Detailed Code Block Expansions
Error Handling Philosophy
The try-except block around pipeline loading is small but symbolic. It represents the philosophy that user-facing applications must not fail silently. Every piece of code that deals with external files or user input should have protection. Otherwise, one missing file could break the experience. In my projects, I always prioritize graceful failure. Showing a clear error message to the user is far better than leaving them with a blank screen.
Prediction Trigger
The prediction occurs only when the button is clicked. This is intentional. Continuous prediction with every form change would overload the pipeline and confuse the user with changing outputs. By requiring a deliberate click, I give the user control. It also simulates how real systems often require a submit action before generating results.
Success and Error Messages
The st.success
and st.error
calls are about communication. Green for success, red for error. These visual cues immediately tell the user what happened. Even if the text message were ignored, the color signals outcome. That matters in building trust with the interface.
Reflections on Documentation
As I wrote this blog, I realized that documenting each function made me more aware of design choices. Often, developers code without reflecting. Writing forces clarity. For example, explaining the helper function reminded me that small safeguards can prevent major issues. Similarly, describing the input form highlighted the balance between flexibility and control.

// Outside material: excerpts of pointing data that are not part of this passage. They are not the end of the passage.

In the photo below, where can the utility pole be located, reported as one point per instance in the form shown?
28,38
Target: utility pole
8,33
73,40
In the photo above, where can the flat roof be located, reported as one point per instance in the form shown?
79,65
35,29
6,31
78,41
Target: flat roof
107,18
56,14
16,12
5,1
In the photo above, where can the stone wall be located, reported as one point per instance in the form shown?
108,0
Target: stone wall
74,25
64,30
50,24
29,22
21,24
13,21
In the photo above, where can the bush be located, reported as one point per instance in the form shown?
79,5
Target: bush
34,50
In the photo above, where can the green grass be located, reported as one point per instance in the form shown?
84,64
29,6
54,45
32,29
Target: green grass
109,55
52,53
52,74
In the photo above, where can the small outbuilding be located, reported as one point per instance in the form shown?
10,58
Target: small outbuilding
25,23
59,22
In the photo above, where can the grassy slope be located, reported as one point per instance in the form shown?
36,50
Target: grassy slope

This experience reinforces why I value blogging alongside coding. It is not just about showing finished products but about exposing the thought process. That transparency builds credibility.
Broader Applications
Predicting no-shows is not only about healthcare. Airlines overbook flights based on no-show probabilities. Restaurants use similar logic for reservations. Even software services rely on churn prediction, which is a conceptual cousin. By working on this project, I connected a local observation to global practices. It reminded me that data-driven prediction is a universal tool.
Conclusion
This project demonstrates how personal observation can lead to a working technical solution. What started as a thought in a waiting room became a functioning predictor hosted online. By explaining every file and every block, I hope I have made clear how a project should be documented. Each design decision, from input validation to error handling, reflects lessons learned. The blog itself is long because I believe context matters.

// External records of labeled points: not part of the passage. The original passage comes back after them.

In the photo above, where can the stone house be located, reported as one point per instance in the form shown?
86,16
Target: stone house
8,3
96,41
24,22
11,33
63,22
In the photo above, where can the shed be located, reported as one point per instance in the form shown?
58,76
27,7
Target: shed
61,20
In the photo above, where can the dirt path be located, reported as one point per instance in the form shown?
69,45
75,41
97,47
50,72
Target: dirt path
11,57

The final reflection is that projects like this bridge imagination and execution. A small idea—what if we predicted clinic no-shows—turns into a working demonstration. By walking through each line and file, I turned a simple script into a teachable artifact. Anyone reading this blog can now follow the logic, learn from the design, and perhaps build their own version.
I am glad I invested the time to make this explanation detailed. It shows not only technical ability but also communication. For me, that combination defines a strong engineer: someone who can build and also explain. That is the message I wanted my portfolio to send.